Ce mercredi 05 mai 2021, l’humanité a célébré la journée mondiale des sages-femmes. En Guinée cette journée passe presque sous silence alors que bon nombre de femmes meurent en donnant la vie dans les hôpitaux.

Selon les spécialistes cette branche de la médecine appelées sages-femmes devrait être placée devant et après la vie de tout être humain. C’est pourquoi, Dr Gata Soua Bamaba, déplore le fait que cette journée passe inaperçue dans notre pays.

« C’est une grande journée qu’on devrait célébrer avec beaucoup de considération pour rendre hommage et reconnaître le travail de ces braves femmes qui s’occupent de l’humanité. Mais malheureusement cette année encore cette journée est célébrée autrement en Guinée ». 

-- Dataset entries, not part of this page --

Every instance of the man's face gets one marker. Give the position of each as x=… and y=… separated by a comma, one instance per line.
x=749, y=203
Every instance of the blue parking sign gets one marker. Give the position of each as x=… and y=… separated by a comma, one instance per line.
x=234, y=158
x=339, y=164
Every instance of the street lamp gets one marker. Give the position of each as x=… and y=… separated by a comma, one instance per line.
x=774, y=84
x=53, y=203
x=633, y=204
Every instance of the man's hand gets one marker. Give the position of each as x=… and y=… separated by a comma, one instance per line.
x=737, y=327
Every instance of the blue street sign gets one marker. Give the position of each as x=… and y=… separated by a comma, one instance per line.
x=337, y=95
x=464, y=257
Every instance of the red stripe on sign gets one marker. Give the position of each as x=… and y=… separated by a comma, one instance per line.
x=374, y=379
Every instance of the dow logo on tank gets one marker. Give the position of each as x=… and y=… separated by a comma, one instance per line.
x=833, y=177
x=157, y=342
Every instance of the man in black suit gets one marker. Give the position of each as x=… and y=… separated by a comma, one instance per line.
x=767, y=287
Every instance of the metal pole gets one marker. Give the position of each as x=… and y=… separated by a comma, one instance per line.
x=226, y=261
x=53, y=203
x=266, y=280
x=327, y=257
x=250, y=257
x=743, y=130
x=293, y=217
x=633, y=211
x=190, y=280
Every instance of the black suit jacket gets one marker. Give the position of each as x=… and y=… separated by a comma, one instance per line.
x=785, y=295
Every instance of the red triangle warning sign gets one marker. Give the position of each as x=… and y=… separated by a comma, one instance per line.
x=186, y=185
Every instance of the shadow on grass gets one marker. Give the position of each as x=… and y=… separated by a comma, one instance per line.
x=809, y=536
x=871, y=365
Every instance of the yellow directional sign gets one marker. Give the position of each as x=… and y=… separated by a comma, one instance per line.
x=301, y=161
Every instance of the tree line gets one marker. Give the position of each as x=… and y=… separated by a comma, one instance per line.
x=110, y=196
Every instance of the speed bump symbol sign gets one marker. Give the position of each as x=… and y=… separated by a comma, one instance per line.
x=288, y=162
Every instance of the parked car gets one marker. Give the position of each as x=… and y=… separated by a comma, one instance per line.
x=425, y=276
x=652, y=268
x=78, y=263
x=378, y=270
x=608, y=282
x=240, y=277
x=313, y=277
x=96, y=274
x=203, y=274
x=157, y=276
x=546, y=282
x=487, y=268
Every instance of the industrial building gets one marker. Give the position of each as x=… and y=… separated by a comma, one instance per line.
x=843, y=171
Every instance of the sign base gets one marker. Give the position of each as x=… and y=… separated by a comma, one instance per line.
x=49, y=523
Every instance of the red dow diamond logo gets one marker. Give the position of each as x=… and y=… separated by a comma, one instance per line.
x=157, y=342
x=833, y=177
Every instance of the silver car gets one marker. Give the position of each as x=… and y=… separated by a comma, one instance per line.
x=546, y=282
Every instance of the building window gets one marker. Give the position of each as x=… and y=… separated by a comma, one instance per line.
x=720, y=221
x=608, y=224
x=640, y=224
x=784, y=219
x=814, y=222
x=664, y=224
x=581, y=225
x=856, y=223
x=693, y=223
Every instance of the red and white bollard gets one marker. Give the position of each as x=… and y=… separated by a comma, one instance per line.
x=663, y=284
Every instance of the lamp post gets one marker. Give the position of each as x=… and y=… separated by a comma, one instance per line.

Avant d’ajouter que ce métier ne doit pas être à la portée de n’importe qui. « Ne peut-être sages-femmes qu’une élève qui a eu son bac, qui a passé un test afin d’intégrer les centres hospitaliers » fait remarquer Dr Bamba.

Les sages-femmes dans l’exercice de leur métier rencontrent d’énormes difficultés. Au nombre desquelles, Aissatou Sadio Diallo, cite : « Il y a assez de problèmes que nous rencontrons au quotidien. D’abord nous travaillons beaucoup plus avec des femmes analphabètes, qui ont dû mal à comprendre quelle est l’utilité d’accoucher à l’hôpital. Parce qu’elles ont du mal même à venir se faire consulter pour des consultations prénatales. Et en plus de cela, elles se sont habituées à accoucher à domicile. Donc pour leur faire changer d’avis c’est une opération difficile. C’est pourquoi nous invitons les femmes à prendre conscience de cette nécessité. Ajouter à cela le mépris dont fait l’objet ce métier de la part d’abord des autorités et même de l’opinion nationale ».

Malgré ce triste constat, poursuit-elle, « j’invite les futures sages-femmes à être compétentes afin de pouvoir sauver des vies. Et quand nous parlons de vie, nous parlons couple mère-enfant ».  

En Guinée, de nombreuses femmes meurent en donnant la vie dans les hôpitaux. Une situation qui s’expliquerait par la négligence de plusieurs d’entre elles à se faire consulter et suivre par un spécialiste.